2)      Urutan Posisi
Dalam semua keluarga, kecuali keluarga satu anak, semua anak diberi peran menurut urutan kelahiran dan mereka diharapkan memerankan peran tersebut. Jika anak menyukai peran yang diberikan dan bukan yang dipilih sendiri, maka kemungkinan terjadi perselisihan. Sebagai contoh anak perempuan yang lebih tua mungkin menolak perannya sebagai pembantu ibu dan merasa bahwa adiknya harus berbagi beberapa tanggung jawab yang diberikan padanya. Hal ini menyebabkan memburuknya hubungan orang tua-anak maupun hubungan antarsaudara kandung.

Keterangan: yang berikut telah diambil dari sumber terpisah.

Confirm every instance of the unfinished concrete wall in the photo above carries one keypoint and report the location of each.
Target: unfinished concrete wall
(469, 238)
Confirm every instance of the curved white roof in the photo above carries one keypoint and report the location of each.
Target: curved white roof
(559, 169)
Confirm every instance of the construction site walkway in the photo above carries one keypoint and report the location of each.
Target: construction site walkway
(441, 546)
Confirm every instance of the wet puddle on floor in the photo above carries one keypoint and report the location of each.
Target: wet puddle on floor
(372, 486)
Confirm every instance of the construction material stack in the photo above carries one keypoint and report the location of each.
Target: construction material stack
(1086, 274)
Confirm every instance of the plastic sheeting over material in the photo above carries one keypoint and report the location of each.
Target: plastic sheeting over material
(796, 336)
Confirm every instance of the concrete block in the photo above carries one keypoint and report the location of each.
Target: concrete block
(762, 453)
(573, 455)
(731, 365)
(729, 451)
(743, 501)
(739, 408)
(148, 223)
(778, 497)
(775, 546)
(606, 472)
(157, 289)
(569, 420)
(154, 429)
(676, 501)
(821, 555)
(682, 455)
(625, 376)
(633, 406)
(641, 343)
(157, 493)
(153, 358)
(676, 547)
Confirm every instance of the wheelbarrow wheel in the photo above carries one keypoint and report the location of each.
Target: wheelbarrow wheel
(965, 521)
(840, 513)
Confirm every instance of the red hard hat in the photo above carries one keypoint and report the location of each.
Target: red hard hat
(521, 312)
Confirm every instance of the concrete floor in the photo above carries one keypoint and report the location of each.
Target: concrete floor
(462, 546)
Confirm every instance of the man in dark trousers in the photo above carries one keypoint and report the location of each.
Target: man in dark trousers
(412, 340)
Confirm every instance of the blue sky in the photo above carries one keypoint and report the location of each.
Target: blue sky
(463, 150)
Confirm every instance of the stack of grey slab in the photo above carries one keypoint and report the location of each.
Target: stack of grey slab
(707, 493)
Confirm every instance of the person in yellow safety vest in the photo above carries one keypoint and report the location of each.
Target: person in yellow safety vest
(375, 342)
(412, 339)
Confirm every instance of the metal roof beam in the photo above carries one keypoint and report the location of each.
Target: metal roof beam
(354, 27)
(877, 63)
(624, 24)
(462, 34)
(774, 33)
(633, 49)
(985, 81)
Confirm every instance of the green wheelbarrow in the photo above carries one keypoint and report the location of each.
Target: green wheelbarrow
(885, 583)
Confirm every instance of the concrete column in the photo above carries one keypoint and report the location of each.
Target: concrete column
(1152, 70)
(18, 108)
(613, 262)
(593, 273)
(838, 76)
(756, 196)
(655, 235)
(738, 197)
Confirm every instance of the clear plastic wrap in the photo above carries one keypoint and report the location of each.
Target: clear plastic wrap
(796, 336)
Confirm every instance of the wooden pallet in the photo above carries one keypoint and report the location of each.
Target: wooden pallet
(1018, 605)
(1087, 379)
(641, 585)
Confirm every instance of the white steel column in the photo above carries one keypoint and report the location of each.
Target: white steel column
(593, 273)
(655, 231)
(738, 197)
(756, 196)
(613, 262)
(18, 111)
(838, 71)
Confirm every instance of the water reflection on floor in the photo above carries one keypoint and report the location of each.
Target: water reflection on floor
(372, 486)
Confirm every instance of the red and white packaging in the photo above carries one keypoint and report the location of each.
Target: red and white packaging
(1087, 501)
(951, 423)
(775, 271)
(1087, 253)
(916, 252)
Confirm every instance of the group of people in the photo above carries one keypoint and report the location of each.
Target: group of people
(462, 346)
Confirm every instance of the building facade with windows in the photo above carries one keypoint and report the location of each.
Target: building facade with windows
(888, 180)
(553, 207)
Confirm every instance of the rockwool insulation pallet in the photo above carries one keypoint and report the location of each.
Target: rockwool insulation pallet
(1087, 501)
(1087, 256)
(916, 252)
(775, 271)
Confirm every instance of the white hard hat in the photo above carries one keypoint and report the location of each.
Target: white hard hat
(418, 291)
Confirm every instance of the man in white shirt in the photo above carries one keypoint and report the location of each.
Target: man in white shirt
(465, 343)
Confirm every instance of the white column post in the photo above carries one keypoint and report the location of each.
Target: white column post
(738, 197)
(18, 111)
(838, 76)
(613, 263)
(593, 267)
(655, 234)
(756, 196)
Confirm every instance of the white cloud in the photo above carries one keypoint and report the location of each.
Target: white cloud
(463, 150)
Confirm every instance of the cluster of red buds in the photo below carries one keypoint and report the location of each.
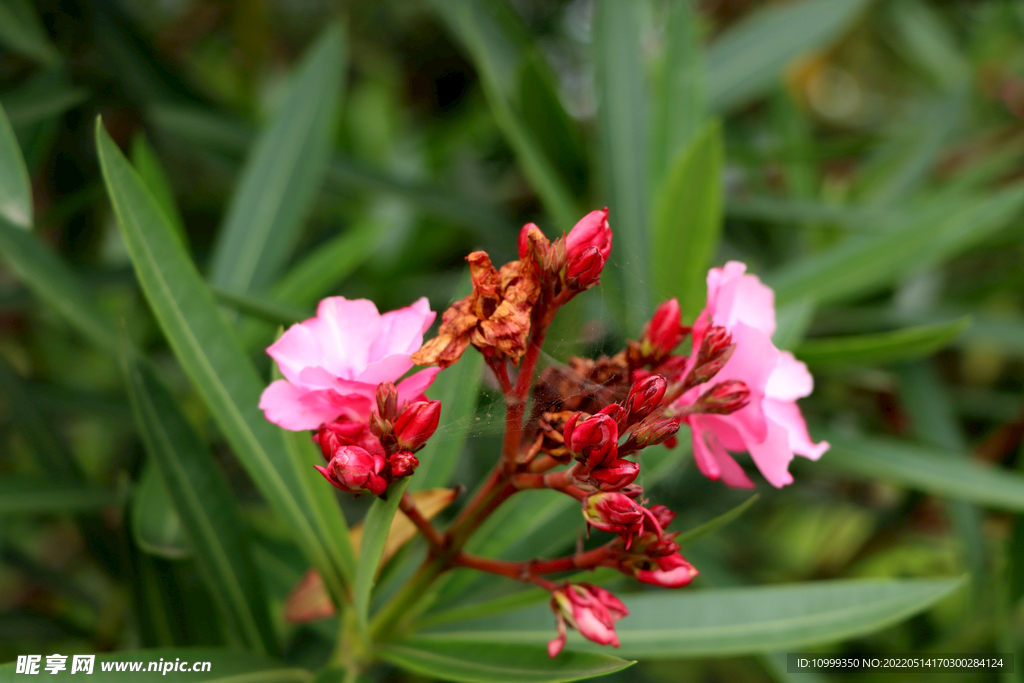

Urutan kelahiran mempengaruhi anak-anak melalui beberapa cara. Misalnya, anak pertama mendapatkan perhatian orang tua sepenuhnya, setidaknya sampai kelahiran anak berikutnya. (Woolfson, 2004 : 14-15). Urutan kelahiran dapat berdampak besar pada perkembangan sifat, ciri-ciri dan kemampuan pribadinya. Ciri-ciri khas dari urutan kelahiran :
a)      Anak pertama
Cenderung menjadi anak yang paling cerdas di dalam keluarga.
Dia mencapai prestasi tertinggi dalam pendidikan dan biasanya cenderung sangat serius.
b)      Anak kedua
Cenderung santai, kurang peduli terhadap keberhasilan di sekolah dan lebih peduli terhadap persahabatan. Dia lebih suka hal yang lain daripada yang lain.
c)      Anak bungsu
Cenderung percaya diri dan mampu menangani berbagai kecemasan sendiri tanpa meminta bantuan. Dia juga tahu bagaimana mengambil manfaat terbesar dari suatu keadaan di tempat dia berada.
d)     Anak tunggal
Bergaul lebih baik dengan orang yang lebih tua daripada dengan rekan-rekannya. Dia meminta persetujuan atas tindakannya. Dia kemungkinan menjadi seorang pemimpin yang baik.
Menurut Octopus (2006 : 144-145) anak pertama mendapatkan seluruh perhatian selama beberapa tahap pertama hidupnya sampai mempunyai adik. Hal tersebut berarti orang tua sepenuhnya meluangkan waktu dan pikiran hanya untuk anak pertama, kasih sayang dan perhatian tidak terbagi dengan anak lain.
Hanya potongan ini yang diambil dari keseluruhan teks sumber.